UZMANLAR UYARDI: MEME KANSERİ SADECE KADIN HASTALIĞI DEĞİL!

Sağlık Bilimleri Üniversitesi Adana Tıp Fakültesi Dekanı Prof. Dr. Timuçin Çil ve öğretim üyesi Prof. Dr. Berna Bozkurt Duman, Meme Kanseri Farkındalık Ayı kapsamında yaptıkları açıklamalarda, toplumda farkındalığın artırılması gerektiğini belirtti. Sağlık Bilimleri Üniversitesi Adana Tıp Fakültesi Dekanı Prof. Dr. Tumiçin Çil, meme kanserinin kadınlarla özdeşleşmiş bir hastalık olarak görülmesine karşın, oldukça yaygın bir tür olduğunu ifade etti:
(HABER MERKEZİ)-Dünyada ve Türkiye’de kadınlarda en sık görülen kanser türü olan meme kanseri, erken teşhis edildiğinde tedavi başarısı en yüksek hastalıkların başında geliyor. Uzmanlar, düzenli tarama ve genetik testlerin hayati önem taşıdığına dikkat çekerken, hastalığın yalnızca kadınları değil erkekleri de tehdit ettiğini vurguluyor.
Sağlık Bilimleri Üniversitesi Adana Tıp Fakültesi Dekanı Prof. Dr. Timuçin Çil ve öğretim üyesi Prof. Dr. Berna Bozkurt Duman, Meme Kanseri Farkındalık Ayı kapsamında yaptıkları açıklamalarda, toplumda farkındalığın artırılması gerektiğini belirtti.
Sağlık Bilimleri Üniversitesi Adana Tıp Fakültesi Dekanı Prof. Dr. Tumiçin Çil, meme kanserinin kadınlarla özdeşleşmiş bir hastalık olarak görülmesine karşın, oldukça yaygın bir tür olduğunu ifade ederek, “Meme kanseri kadınlarla özdeşmiş bir hastalık olarak tanımlanmış olabilir. Oysa her 7 kadından birinin yaşamının bir döneminde meme kanseriyle karşılaşma riski var. Son yıllarda tedavi seçenekleri hızla gelişti. Özellikle erken evre meme kanserlerinde tedavi başarısı oldukça yüksek. İleri evre hastalarda da akıllı ilaçlar, iğne tedavileri ve kemoterapi yöntemleriyle umut verici sonuçlar alıyoruz.”
Prof. Dr. Çil, erken tanının tedavideki başarıyı doğrudan etkilediğini vurgulayarak, düzenli kontrollerin önemine dikkat çekerek şöyle dedi;
“Meme kanseri taraması düzenli olarak yapılmalı. Tarama sayesinde hastalık erken evrede tespit edilebiliyor ve tedavi şansı artıyor. Önümüzdeki dönemde en önemli hedeflerimizden biri, genetik yatkınlığı olan bireyleri saptamak. Ailesinde meme veya yumurtalık kanseri öyküsü bulunan kişilerde genetik testlerle risk tespiti yapılabiliyor. Çevresel faktörler, beslenme ve hormonal etkenler riski artırsa da en belirleyici unsur genetik yatkınlıktır.”

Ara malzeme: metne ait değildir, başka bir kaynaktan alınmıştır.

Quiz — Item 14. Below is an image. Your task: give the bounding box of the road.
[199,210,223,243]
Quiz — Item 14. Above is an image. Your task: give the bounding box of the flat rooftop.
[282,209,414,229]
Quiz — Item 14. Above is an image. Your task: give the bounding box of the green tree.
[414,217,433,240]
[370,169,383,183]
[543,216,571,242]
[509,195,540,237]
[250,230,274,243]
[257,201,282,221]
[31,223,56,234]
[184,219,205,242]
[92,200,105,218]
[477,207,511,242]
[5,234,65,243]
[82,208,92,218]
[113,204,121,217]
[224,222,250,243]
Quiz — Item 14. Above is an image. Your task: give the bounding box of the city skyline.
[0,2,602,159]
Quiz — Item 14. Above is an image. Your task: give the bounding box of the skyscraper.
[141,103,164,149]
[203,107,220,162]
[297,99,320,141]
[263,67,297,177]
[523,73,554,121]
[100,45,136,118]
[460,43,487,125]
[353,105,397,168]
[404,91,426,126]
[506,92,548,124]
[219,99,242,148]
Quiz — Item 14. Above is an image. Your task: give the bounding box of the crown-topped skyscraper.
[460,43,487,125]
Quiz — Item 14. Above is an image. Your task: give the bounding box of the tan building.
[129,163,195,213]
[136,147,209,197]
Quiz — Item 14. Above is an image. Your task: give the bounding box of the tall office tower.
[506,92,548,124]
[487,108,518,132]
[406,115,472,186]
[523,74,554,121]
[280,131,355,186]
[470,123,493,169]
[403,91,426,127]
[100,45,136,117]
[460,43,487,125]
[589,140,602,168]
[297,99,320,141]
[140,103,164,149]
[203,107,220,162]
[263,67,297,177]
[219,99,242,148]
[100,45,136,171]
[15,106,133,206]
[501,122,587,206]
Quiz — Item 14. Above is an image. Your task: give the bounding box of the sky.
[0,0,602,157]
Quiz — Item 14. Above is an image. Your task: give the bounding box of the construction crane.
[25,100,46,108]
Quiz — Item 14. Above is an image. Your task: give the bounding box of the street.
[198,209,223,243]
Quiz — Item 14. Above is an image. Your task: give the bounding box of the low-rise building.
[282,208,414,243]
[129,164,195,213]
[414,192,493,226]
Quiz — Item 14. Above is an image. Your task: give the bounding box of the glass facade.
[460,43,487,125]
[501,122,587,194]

ERKEKLERDE GÖRÜLME SIKLIĞI ARTTI
Tıbbı Onkoloji Kliniği Öğretim Üyesi Prof. Dr. Berna Bozkurt Duman ise, meme kanserinin yalnızca kadınlara özgü bir hastalık olmadığının altını çizerek, “Toplumda meme kanseri erkeklerde görülmez diye bir algı var. Ancak bu doğru değil. Erkeklerde de meme kanseri görülebiliyor ve son yıllarda oranlarda yaklaşık yüzde 26’lık bir artış tespit edildi. Özellikle BRCA2 gen mutasyonu taşıyan ve aile öyküsü bulunan erkeklerde risk neredeyse yüz kata kadar çıkabiliyor.”
Prof. Dr. Duman, erkeklerde tarama sisteminin bulunmamasına rağmen farkındalığın artırılması gerektiğini belirtti ve “Kadınlarda oturmuş bir tarama sistemi mevcut. Erkeklerde ise rutin bir tarama yöntemi yok. Bu nedenle erkeklerin kendi vücutlarını tanımaları ve meme dokusunda fark ettikleri değişiklikleri göz ardı etmemeleri büyük önem taşıyor. Ayrıca çevresel faktörler erkeklerde de meme kanseri riskini artırabiliyor.”
Prof. Dr. Çil ve Prof. Dr. Duman, erken tanı, düzenli tarama ve genetik testlerin, meme kanseriyle mücadelede en etkili silahlar olduğunu belirterek, hem kadınları hem de erkekleri bilinçli davranmaya davet etti.